Example – You invest in an equity mutual fund with an SIP of INR 10,000. Assuming the annual return to be 12%, you could generate around INR 22.19 lakh over 10 years. If you use a step-up SIP wherein you increase the investment by 5% every year, you could generate around INR 27.53 lakh, around INR 5 lakh more in the said time period. The monthly SIP amount in the second year will be INR 10,500 and INR 11,025 in the third year and so on. The increase in the annual income can help you invest an extra amount every year.
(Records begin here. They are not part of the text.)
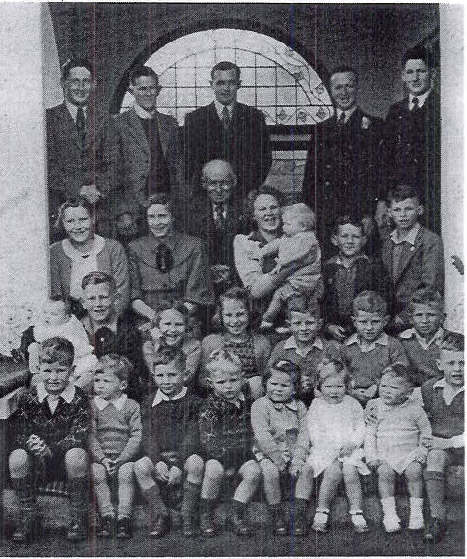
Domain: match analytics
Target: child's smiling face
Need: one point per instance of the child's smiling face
(172, 325)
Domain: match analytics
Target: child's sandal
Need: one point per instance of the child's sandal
(358, 521)
(321, 520)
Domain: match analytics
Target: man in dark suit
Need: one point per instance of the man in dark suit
(144, 152)
(413, 136)
(217, 215)
(71, 146)
(227, 130)
(343, 161)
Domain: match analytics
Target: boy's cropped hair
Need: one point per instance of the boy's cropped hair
(339, 368)
(293, 370)
(97, 278)
(118, 365)
(220, 355)
(429, 297)
(452, 341)
(399, 371)
(403, 192)
(303, 214)
(58, 350)
(369, 301)
(303, 304)
(347, 220)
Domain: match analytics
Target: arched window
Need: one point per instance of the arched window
(275, 79)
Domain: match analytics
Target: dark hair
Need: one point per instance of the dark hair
(343, 70)
(293, 370)
(160, 198)
(452, 341)
(224, 66)
(143, 72)
(78, 202)
(403, 192)
(428, 297)
(340, 369)
(57, 349)
(97, 278)
(239, 294)
(348, 220)
(419, 53)
(398, 370)
(76, 63)
(369, 301)
(118, 365)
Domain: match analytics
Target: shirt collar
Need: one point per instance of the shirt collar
(348, 113)
(118, 403)
(290, 343)
(449, 393)
(68, 394)
(412, 333)
(73, 110)
(161, 397)
(421, 98)
(355, 339)
(409, 238)
(220, 108)
(142, 113)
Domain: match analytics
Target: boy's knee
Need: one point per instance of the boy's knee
(214, 469)
(269, 469)
(437, 460)
(76, 462)
(194, 465)
(18, 463)
(143, 467)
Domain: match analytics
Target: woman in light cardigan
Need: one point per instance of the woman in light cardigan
(83, 252)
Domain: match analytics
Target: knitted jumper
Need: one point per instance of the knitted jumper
(116, 434)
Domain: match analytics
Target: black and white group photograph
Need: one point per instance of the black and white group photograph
(231, 308)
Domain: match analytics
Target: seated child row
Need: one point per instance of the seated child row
(179, 439)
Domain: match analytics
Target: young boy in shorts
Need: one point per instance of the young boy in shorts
(50, 433)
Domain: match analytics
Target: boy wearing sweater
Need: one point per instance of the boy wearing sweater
(171, 448)
(115, 443)
(50, 439)
(370, 350)
(422, 341)
(444, 404)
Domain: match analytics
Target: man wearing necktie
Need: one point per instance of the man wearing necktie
(144, 151)
(71, 148)
(217, 215)
(343, 161)
(228, 130)
(413, 135)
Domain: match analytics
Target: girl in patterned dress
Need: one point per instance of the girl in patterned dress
(253, 349)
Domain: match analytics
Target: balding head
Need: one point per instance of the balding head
(219, 179)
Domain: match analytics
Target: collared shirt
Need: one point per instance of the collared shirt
(412, 333)
(161, 397)
(142, 113)
(355, 339)
(73, 110)
(52, 399)
(449, 392)
(348, 113)
(290, 343)
(118, 403)
(421, 99)
(220, 108)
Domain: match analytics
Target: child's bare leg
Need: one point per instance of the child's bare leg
(271, 482)
(331, 478)
(102, 490)
(126, 490)
(256, 387)
(386, 478)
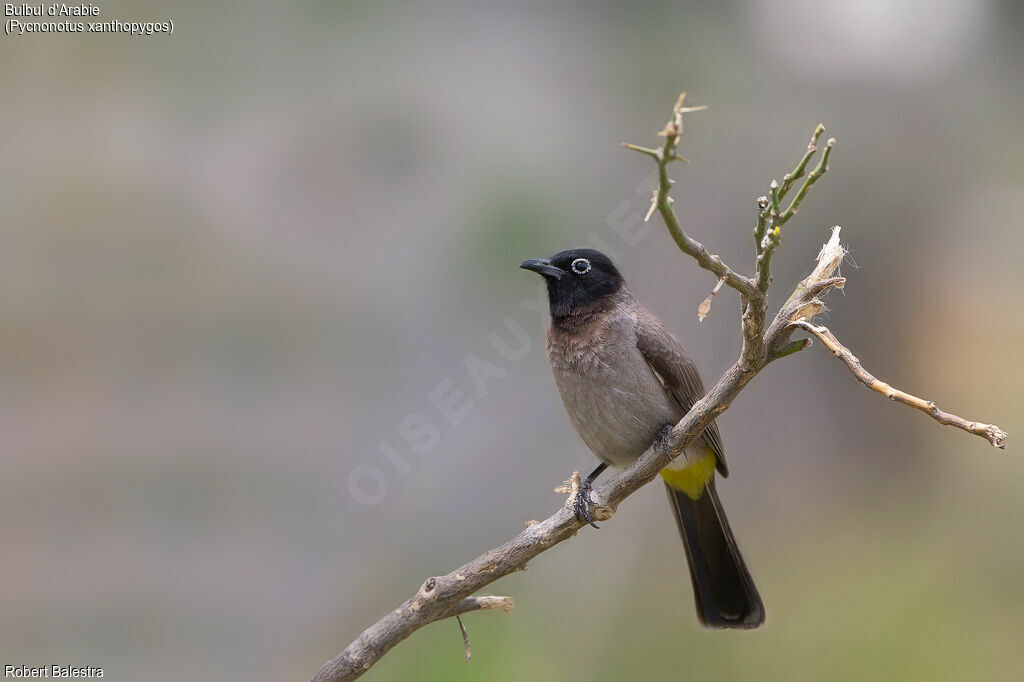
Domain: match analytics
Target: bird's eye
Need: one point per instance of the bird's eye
(581, 266)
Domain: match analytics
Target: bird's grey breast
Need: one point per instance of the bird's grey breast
(612, 396)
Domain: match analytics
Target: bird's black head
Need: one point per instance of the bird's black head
(578, 280)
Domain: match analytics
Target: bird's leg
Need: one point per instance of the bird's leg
(582, 502)
(663, 439)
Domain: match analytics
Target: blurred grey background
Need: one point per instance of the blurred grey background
(237, 260)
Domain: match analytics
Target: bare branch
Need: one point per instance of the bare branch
(705, 306)
(989, 432)
(662, 202)
(451, 595)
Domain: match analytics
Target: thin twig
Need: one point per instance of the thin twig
(663, 203)
(705, 306)
(989, 432)
(465, 638)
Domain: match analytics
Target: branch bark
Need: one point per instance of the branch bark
(989, 432)
(451, 595)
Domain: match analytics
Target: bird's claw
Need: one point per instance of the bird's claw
(582, 503)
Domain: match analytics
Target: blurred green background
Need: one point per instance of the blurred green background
(233, 261)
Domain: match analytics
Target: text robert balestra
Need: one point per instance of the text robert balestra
(55, 671)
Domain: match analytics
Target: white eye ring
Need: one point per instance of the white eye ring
(581, 266)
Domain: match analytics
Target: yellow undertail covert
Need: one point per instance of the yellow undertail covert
(690, 474)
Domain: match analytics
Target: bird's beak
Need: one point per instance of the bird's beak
(542, 266)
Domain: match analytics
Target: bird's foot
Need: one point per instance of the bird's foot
(664, 436)
(582, 503)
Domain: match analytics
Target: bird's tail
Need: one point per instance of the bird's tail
(722, 587)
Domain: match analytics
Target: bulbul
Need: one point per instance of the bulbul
(625, 381)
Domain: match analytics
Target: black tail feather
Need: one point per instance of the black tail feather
(723, 588)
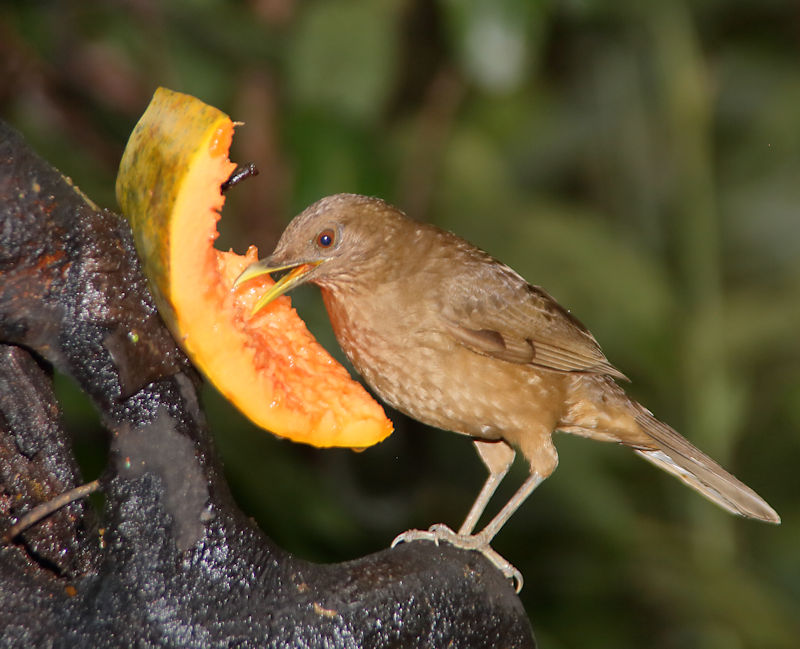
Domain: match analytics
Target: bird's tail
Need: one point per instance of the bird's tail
(675, 454)
(603, 411)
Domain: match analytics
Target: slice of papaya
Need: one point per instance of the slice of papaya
(268, 365)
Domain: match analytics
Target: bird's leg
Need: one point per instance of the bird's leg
(498, 458)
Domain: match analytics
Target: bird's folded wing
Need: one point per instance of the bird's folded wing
(523, 324)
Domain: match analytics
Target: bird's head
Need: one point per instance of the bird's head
(333, 242)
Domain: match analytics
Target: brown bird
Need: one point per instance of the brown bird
(455, 339)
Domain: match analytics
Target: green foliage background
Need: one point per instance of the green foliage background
(640, 160)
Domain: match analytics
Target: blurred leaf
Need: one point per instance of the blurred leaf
(343, 56)
(496, 39)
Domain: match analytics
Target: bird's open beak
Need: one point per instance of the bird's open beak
(298, 271)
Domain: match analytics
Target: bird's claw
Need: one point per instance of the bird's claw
(440, 532)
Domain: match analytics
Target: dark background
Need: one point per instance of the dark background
(639, 160)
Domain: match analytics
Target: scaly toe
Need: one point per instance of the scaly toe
(440, 532)
(415, 535)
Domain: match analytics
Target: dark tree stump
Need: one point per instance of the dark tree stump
(177, 565)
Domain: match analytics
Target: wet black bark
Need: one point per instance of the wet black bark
(172, 562)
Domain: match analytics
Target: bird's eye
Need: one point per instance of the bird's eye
(325, 238)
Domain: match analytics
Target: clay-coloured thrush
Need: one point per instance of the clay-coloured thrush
(455, 339)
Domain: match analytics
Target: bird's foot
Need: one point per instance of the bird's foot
(440, 532)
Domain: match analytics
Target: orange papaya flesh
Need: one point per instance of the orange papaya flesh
(268, 364)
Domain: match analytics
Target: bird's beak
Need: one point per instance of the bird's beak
(298, 271)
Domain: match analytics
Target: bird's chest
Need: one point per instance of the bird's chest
(416, 367)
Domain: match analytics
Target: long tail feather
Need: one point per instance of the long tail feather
(676, 455)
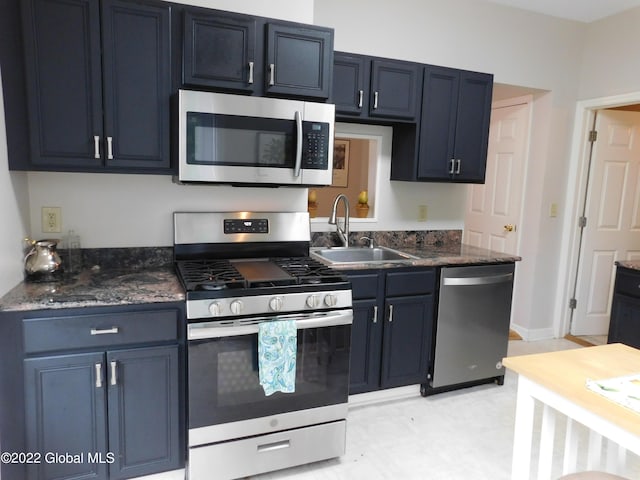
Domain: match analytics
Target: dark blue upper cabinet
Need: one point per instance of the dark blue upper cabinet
(98, 84)
(299, 60)
(395, 89)
(383, 90)
(64, 81)
(220, 51)
(454, 128)
(350, 92)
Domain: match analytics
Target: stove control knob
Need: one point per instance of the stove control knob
(215, 309)
(236, 307)
(276, 303)
(313, 301)
(330, 300)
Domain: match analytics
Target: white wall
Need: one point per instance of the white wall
(610, 63)
(519, 48)
(14, 214)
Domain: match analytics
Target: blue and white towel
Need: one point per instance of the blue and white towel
(277, 348)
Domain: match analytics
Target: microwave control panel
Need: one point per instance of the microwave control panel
(315, 145)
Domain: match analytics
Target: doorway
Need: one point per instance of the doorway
(576, 199)
(610, 220)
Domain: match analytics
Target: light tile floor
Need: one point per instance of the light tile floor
(461, 435)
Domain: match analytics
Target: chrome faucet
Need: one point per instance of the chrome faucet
(342, 233)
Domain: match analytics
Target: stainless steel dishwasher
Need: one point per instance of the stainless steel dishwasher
(472, 327)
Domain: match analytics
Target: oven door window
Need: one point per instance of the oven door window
(214, 139)
(224, 384)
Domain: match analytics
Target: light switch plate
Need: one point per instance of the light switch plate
(51, 220)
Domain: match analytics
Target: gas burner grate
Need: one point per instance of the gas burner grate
(308, 271)
(209, 275)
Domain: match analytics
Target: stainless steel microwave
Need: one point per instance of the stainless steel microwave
(236, 139)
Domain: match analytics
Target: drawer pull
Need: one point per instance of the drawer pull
(268, 447)
(98, 375)
(114, 373)
(104, 331)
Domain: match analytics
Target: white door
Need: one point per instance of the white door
(494, 208)
(612, 211)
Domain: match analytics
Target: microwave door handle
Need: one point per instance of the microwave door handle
(298, 165)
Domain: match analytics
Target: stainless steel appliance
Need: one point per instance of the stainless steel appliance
(472, 330)
(239, 139)
(241, 269)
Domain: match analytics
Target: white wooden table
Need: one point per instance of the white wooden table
(558, 381)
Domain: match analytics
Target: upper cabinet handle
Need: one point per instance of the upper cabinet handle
(114, 373)
(104, 331)
(98, 375)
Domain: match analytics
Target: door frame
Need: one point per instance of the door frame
(574, 199)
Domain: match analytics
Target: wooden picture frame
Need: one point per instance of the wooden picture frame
(340, 176)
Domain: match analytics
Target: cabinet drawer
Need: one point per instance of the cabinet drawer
(104, 330)
(410, 283)
(628, 284)
(364, 286)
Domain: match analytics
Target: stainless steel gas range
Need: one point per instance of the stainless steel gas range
(243, 271)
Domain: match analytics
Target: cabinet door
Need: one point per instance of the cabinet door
(144, 411)
(624, 326)
(137, 84)
(438, 123)
(219, 51)
(65, 413)
(64, 85)
(395, 89)
(472, 126)
(406, 340)
(366, 332)
(351, 84)
(299, 60)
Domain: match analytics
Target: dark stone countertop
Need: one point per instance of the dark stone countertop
(437, 256)
(94, 287)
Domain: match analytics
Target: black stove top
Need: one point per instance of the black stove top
(215, 275)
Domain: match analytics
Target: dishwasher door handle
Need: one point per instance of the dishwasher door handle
(484, 280)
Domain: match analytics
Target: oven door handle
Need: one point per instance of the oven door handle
(219, 329)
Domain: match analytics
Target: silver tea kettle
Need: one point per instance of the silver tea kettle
(42, 258)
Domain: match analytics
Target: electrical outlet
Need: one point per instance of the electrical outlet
(422, 213)
(51, 220)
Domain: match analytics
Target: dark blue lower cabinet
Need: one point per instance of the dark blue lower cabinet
(104, 415)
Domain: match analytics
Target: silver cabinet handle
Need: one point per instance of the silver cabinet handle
(114, 373)
(298, 165)
(272, 74)
(250, 73)
(98, 375)
(104, 331)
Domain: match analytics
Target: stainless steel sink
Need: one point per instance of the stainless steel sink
(361, 255)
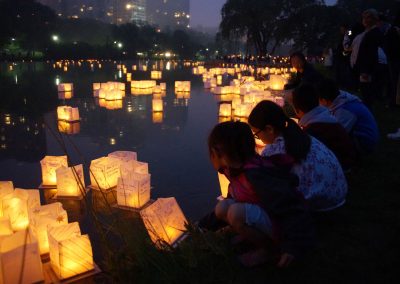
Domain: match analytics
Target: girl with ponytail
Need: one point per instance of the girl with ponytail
(321, 179)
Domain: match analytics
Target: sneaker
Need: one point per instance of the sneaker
(395, 135)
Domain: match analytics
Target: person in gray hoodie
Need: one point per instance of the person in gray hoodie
(317, 121)
(352, 114)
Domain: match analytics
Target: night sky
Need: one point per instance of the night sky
(207, 12)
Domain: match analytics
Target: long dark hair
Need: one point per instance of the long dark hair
(297, 142)
(234, 140)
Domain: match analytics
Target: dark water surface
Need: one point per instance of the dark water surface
(176, 148)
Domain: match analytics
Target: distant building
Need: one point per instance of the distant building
(110, 11)
(169, 14)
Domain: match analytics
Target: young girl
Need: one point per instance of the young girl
(262, 204)
(322, 181)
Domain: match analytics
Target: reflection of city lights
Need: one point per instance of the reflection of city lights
(7, 119)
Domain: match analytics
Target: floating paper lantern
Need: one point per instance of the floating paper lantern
(224, 185)
(182, 86)
(104, 173)
(45, 216)
(157, 105)
(67, 113)
(70, 181)
(69, 127)
(6, 187)
(70, 252)
(164, 221)
(156, 75)
(134, 192)
(225, 110)
(65, 87)
(19, 259)
(65, 95)
(158, 117)
(5, 227)
(49, 166)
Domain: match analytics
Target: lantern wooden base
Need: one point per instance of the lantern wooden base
(57, 197)
(70, 121)
(51, 277)
(95, 188)
(45, 187)
(127, 208)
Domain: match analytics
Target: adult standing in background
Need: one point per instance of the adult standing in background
(367, 63)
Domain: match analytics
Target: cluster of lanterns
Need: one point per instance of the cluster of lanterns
(30, 230)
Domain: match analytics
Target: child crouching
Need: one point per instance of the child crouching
(263, 206)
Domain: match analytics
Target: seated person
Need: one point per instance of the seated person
(305, 72)
(321, 179)
(317, 121)
(352, 114)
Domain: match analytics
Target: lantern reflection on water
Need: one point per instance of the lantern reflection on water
(70, 252)
(104, 173)
(49, 166)
(43, 217)
(134, 191)
(70, 181)
(19, 259)
(164, 221)
(67, 113)
(69, 127)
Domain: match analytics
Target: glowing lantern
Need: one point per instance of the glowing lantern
(45, 216)
(19, 259)
(69, 127)
(49, 166)
(156, 75)
(104, 173)
(67, 113)
(70, 252)
(70, 181)
(5, 227)
(134, 191)
(157, 105)
(158, 117)
(225, 110)
(182, 86)
(6, 187)
(277, 82)
(66, 87)
(65, 95)
(164, 221)
(224, 185)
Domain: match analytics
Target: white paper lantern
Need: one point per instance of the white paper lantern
(49, 165)
(134, 191)
(19, 259)
(70, 252)
(70, 181)
(45, 216)
(164, 221)
(104, 173)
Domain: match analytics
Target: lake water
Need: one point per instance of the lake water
(174, 143)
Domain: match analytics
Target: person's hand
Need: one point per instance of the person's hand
(285, 260)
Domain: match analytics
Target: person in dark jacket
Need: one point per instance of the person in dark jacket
(352, 114)
(317, 121)
(263, 206)
(305, 72)
(367, 62)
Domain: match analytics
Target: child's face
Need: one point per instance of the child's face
(217, 161)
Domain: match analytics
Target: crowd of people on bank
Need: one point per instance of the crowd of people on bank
(275, 195)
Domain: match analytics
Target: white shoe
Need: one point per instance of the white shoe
(394, 136)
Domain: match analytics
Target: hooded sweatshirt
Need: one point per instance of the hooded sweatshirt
(358, 121)
(320, 124)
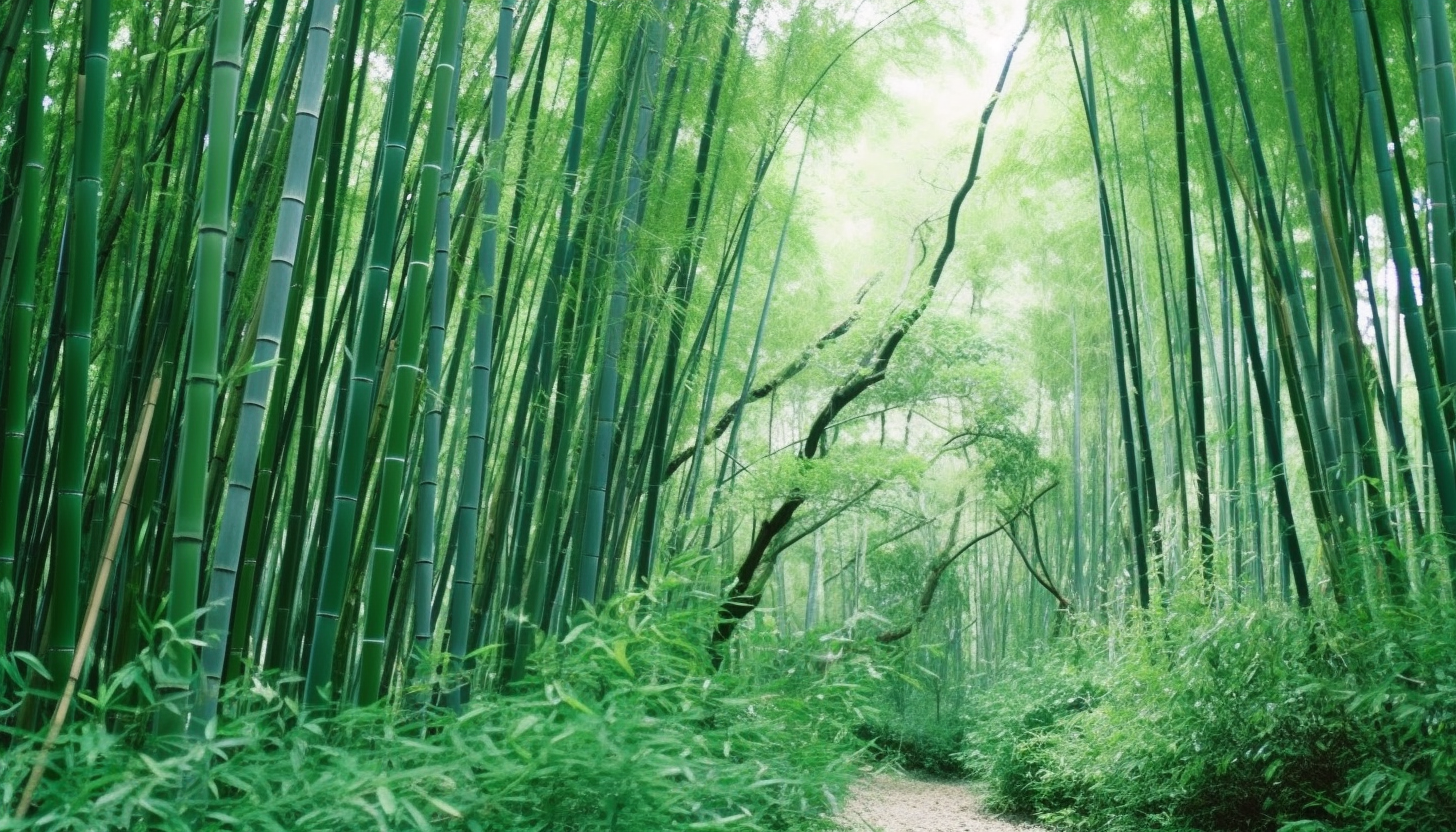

Have Subscribed to an Individual Health Insurance Plan? Think of a Family Floater at a Reasonable Premium
Health insurers allow you to deal with expensive medical treatments these days by providing you attractive health insurance plans. With these plans, you get medical treatments without having to pay for it from your pocket. There are many health insurance plans of which an individual insurance plan and a family floater plan are the most popular ones. If you have an individual health insurance plan, it will cover for the ailments caused to you only and not your family members. To get them covered too, ask the insurer if they can upgrade the existing insurance policy to a family floater one by adding your family members to it. It might lead to an increase in the premium amount. But ensure the premium amount is reasonably priced so that you can afford it. Apart from that, you should ensure the cover amount is substantially high and have a cover against maximum diseases/conditions.
Don’t Have a Life Insurance Yet? Get it As Soon as Possible
Just as an investment is necessary to create wealth for the future, life insurance is needed to give your family members the financial protection when you won’t be there with them anymore. In case you have not begun paying life insurance premiums, ensure you do it soon and not leave it too late and too little for your family members after your death. Compare the life insurance plans based on premium, cover amount and riders and choose the one that you feel can cover your family members adequately.